“Something’s wrong,” she says. “I know it.”
I try to calm her. “The fact that their parents left them alone is wrong in my book, but Joshua is old enough to look after his sister.”
I don’t tell her that my own parents were far, far worse. I survived.
“Something was missing,” she says. “It doesn’t make sense.”
I take my eyes off the road and glance at her for a split second.
“I haven’t been out here for several years. Maybe six. My sister always had her wedding portrait hanging in the front room. Next to the kids’ latest photographs.”
“Okay,” I say.
“It was gone. I think that’s weird, don’t you?”
“I wouldn’t know,” I say. “Maybe.”
I don’t tell her what I thought was out of place.
The T-shirt.
Maybe it was something Joshua had hidden and wore it only when his parents were away. Miller High Life didn’t fit the Wheaton family at all.
“I’ll check with the orphanage in Mexico,” I tell her. “Name?”
“La Paloma.”
“All right,” I say. “If it checks out, we’re good. If they aren’t there—though I’m sure they are—then we’ll fill out the paperwork and report them missing.”
“My sister never said they were going there,” she says. “She would have told me.”
“Do you share everything?”
“Yes. Everything.”
I look at her eyes.
“Does she know you wear mascara?”
Ruth turns away.
“No,” she replies, her voice hushed. “I only do that when I travel. I like to fit in when I’m outside of my church group.”
“Look,” I tell her, “we don’t know what happened. What we both know is that no matter how close you are with someone it’s only what you think you know. Only what they choose to reveal to you.”
She’s upset, and I notice that she is fidgeting with the shoulder harness, pulling it up and down… almost hard enough to leave a mark against her neck. She’s hurting herself. I immediately pull over and stop the car.

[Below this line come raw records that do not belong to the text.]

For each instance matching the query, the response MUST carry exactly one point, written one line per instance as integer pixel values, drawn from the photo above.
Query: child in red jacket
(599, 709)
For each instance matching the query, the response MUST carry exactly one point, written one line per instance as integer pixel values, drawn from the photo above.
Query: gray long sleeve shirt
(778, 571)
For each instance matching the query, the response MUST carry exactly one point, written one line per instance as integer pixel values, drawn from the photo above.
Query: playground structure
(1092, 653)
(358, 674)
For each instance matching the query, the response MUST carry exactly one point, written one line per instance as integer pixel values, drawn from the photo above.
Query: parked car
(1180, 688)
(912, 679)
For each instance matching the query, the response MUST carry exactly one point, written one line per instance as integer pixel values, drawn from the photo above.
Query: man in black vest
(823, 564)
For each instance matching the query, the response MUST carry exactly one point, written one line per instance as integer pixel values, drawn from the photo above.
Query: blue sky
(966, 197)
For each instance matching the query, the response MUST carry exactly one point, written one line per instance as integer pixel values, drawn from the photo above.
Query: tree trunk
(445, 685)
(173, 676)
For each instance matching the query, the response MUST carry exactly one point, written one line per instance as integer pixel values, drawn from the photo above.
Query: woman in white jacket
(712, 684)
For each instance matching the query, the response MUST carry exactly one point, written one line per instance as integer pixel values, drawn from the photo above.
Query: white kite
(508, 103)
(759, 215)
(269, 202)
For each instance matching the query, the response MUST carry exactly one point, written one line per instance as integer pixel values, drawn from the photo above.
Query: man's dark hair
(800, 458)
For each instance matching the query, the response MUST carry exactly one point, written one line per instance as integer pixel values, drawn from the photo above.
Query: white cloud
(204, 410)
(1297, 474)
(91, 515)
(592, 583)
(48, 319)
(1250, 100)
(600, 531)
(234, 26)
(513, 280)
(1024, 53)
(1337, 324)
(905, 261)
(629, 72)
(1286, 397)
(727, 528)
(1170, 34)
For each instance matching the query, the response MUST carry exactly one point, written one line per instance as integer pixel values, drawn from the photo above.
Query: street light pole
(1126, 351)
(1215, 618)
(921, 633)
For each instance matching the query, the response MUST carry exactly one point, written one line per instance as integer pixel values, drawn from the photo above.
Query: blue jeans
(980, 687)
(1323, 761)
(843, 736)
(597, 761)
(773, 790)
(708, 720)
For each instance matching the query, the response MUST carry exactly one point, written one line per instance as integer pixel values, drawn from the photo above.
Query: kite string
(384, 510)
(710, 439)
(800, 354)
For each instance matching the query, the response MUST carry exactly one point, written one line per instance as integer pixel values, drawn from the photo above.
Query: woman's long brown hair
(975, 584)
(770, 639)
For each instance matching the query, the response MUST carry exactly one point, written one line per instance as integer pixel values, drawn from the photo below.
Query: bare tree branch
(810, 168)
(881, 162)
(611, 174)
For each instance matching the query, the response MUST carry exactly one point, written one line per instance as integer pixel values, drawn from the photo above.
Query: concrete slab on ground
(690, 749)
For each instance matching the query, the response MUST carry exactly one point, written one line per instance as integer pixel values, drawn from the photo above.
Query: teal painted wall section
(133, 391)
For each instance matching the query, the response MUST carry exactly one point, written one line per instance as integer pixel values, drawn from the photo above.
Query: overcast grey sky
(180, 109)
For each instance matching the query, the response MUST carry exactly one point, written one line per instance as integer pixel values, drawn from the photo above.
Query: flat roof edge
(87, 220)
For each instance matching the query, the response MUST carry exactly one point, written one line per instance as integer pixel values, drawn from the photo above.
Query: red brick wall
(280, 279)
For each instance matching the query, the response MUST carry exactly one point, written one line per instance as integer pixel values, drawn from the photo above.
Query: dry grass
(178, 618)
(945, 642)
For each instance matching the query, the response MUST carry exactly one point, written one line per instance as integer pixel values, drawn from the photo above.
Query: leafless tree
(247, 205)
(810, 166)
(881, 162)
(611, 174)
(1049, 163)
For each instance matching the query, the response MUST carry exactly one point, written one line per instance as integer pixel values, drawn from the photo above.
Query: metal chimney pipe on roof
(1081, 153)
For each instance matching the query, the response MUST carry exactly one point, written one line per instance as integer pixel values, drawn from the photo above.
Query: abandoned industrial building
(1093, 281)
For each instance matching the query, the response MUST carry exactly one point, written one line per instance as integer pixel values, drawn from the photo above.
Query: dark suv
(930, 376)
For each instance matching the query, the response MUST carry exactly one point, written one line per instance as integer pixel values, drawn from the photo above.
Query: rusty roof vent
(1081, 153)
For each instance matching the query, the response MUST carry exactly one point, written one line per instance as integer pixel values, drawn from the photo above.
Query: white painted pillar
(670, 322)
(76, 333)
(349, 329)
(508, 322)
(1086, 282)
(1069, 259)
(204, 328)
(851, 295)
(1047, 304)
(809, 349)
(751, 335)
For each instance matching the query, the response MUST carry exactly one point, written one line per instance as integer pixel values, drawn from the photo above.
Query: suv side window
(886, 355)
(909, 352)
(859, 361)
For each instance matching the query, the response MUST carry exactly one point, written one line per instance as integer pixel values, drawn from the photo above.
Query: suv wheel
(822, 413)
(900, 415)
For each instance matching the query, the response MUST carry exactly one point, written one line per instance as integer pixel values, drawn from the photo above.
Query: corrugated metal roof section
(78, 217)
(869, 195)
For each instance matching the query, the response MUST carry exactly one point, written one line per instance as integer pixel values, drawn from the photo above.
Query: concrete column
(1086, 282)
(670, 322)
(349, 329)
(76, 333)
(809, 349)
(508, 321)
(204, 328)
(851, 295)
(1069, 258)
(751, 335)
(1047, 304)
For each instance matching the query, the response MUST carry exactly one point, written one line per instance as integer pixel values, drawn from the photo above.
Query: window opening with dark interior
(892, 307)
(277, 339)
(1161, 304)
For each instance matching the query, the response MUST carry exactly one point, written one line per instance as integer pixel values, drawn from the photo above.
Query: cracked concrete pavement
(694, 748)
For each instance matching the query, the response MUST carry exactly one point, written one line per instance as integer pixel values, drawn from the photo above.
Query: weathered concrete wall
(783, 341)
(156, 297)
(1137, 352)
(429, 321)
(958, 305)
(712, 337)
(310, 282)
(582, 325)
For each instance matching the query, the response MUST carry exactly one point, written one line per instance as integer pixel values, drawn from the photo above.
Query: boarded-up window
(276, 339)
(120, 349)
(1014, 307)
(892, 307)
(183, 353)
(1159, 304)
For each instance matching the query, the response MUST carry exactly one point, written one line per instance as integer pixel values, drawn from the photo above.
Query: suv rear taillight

“Ruth, we’ll figure this out. You need to trust that we will do everything we can to find your family.”
Tears are flowing now. Silent tears.
“I know. I know. But…”
“Tell me.”
I gently pull her hand from the shoulder belt and she quietly reaches for a tissue she has stored under her bra strap. She dabs hard at her eyes. Harder, I know, than needed.
“Don’t tell my sister or my husband about the mascara.”